Constituye un atentado contra la más elemental libertad cívica que las fuerzas antidisturbios se empleen a fondo en impedir que los ciudadanos puedan cambiar de acera, moverse por la calle o simplemente agruparse para charlar. Todo ello y más se ha hecho el 13 de mayo, llegándose al extremo tan grotesco como trágico de identificar policialmente a viandantes que nada tenían que ver con la protesta, incluidos turistas con niños. Por no hablar del agobiante cerco impuesto durante más de una hora a un grupo de manifestantes pacíficamente sentados sin molestar a nadie junto al Museo Reina Sofía después de ser desalojados de las inmediaciones del Prado, la requisa de tiendas de campaña, la arrogancia y una inflexibilidad que alcanzaba por momentos el paroxismo.
Mal puede explicarse una reacción tan injusta y delirante por parte de la delegada del gobierno en Madrid, que ya nada tiene que envidiarle a su tristemente célebre antecesor en el cargo del PP, por la intención de proteger el normal desarrollo de la campaña electoral. Es obvio que esta protesta en nada entorpece la campaña electoral. Pero es aun peor; lo que de verdad vicia la campaña de origen es que se impida que la ciudadanía se exprese libremente y haga visible ante los partidos políticos cuáles son sus verdaderas preocupaciones. Si las elecciones han de servir para que los ciudadanos participen en la organización política de la sociedad, y si esa participación no se limita a echar el voto en la urna, sino que se arma de forma esencial con la intervención ciudadana libre en los debates sociales, si así es –y nosotros estamos absolutamente convencidos de que así es como debería ser- la represión del 13 de mayo adquiere la significación de gravísimo atentado contra el derecho de participación política.
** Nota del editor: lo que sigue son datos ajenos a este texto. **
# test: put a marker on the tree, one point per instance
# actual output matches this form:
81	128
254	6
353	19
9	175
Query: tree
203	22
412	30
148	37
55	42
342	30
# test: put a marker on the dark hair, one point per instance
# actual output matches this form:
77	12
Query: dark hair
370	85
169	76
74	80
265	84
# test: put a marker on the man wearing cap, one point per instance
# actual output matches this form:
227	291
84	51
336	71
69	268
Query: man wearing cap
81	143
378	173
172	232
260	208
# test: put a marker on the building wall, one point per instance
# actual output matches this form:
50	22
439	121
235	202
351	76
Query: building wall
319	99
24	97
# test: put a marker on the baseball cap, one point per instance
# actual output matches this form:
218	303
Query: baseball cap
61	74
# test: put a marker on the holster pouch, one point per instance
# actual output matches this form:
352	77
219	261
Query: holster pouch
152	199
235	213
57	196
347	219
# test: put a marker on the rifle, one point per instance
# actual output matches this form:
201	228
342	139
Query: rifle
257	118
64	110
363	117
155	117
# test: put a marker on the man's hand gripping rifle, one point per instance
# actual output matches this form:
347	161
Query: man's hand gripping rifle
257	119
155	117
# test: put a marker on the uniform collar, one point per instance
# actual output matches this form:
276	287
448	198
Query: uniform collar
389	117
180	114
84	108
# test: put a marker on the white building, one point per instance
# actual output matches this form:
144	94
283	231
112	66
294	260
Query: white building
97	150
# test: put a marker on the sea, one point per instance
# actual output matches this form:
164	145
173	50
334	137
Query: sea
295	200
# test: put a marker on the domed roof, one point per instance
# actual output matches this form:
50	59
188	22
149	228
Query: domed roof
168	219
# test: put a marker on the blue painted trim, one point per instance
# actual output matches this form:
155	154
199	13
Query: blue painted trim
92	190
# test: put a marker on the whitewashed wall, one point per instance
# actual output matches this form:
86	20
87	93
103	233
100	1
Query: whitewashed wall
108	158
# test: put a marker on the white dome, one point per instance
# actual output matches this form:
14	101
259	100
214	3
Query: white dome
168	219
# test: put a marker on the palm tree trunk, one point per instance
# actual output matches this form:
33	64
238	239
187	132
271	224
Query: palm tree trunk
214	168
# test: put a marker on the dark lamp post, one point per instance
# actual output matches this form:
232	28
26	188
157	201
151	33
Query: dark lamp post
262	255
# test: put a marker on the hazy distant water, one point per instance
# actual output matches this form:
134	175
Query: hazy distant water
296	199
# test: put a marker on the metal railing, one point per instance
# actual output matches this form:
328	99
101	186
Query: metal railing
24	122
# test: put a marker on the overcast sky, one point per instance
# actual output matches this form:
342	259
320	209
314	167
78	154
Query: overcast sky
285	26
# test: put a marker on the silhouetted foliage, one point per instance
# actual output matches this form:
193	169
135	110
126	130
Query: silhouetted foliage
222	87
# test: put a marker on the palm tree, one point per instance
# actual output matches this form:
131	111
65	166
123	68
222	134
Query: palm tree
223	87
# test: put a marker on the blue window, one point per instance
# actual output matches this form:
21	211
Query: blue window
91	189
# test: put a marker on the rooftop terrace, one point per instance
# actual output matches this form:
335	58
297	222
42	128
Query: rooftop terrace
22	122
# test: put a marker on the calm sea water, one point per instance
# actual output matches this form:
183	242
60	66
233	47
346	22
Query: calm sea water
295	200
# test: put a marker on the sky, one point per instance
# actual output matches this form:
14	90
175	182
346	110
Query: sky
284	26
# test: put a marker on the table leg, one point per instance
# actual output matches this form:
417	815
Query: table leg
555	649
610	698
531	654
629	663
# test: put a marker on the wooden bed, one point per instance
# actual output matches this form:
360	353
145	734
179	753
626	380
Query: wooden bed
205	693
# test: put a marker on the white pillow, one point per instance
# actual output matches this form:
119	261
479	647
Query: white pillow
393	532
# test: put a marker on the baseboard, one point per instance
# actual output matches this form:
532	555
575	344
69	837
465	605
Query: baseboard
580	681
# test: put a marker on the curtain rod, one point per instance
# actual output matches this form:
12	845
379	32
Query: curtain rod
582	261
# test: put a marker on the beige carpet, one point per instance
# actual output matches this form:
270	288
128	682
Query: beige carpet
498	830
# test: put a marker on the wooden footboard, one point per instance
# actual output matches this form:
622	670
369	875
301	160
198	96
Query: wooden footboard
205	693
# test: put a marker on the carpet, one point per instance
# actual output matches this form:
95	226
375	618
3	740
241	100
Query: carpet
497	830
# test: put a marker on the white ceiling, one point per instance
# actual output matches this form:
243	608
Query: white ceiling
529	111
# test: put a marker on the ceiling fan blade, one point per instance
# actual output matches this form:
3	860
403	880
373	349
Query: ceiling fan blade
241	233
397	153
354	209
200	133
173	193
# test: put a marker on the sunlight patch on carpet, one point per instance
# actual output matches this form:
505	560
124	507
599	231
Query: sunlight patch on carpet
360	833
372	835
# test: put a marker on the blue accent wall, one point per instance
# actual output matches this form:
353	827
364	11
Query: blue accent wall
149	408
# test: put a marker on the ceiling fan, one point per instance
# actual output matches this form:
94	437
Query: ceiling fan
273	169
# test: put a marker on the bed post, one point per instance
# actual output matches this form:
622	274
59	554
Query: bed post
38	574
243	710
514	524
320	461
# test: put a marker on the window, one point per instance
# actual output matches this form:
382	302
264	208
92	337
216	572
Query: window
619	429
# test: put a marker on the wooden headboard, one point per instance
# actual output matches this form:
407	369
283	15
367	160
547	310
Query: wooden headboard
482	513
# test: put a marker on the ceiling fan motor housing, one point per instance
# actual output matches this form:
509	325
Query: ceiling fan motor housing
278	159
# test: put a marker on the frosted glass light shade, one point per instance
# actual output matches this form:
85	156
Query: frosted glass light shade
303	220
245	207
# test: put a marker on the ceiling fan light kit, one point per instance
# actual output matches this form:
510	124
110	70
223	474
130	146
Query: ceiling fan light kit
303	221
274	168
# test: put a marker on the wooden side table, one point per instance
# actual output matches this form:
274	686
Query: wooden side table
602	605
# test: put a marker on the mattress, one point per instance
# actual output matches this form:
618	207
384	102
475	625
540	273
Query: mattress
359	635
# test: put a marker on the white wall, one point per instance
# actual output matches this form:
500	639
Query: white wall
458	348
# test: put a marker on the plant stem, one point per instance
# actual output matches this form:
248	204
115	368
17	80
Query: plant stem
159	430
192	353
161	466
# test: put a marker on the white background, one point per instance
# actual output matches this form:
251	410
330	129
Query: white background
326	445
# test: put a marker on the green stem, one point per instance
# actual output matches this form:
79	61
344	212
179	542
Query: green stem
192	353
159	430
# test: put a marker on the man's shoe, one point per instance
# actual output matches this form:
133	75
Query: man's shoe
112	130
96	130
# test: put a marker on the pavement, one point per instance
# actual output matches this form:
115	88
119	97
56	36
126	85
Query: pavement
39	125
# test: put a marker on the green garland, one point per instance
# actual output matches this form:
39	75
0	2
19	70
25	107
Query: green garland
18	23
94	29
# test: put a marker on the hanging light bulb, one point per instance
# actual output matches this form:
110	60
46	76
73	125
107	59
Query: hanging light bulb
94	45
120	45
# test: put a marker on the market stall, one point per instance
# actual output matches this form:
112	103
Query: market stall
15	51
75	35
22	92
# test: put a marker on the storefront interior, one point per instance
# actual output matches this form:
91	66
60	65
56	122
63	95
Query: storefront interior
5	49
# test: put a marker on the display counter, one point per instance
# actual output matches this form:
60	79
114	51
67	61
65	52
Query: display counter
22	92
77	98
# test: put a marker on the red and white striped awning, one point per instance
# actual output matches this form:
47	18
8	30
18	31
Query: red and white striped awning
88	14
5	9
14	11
Un atentado que además se perpetra frente a la reivindicación de un derecho constitucional como es el de la vivienda digna.
La izquierda de este país tiene que denunciar alto y claro este atentado. Y el PSOE debe empezar ya a reflexionar fríamente si con esta orientación represora no está quemando las últimas esperanzas que pudieron alumbrarse en parte considerable de la población, sobre todo la más joven, en las elecciones generales de 14 de marzo de 2004. No basta con prometer “talante”. Obras son amores y no buenas razones. O sea que hay que demostrarlo.
El PCE, en cualquier caso continuará defendiendo el derecho de todas y todos a protestar contra las injusticias, el derecho a expresarse libre y pacíficamente en la calle. El PCE continuará defendiendo, con tanto ahínco como siempre, la democracia hasta sus últimas consecuencias.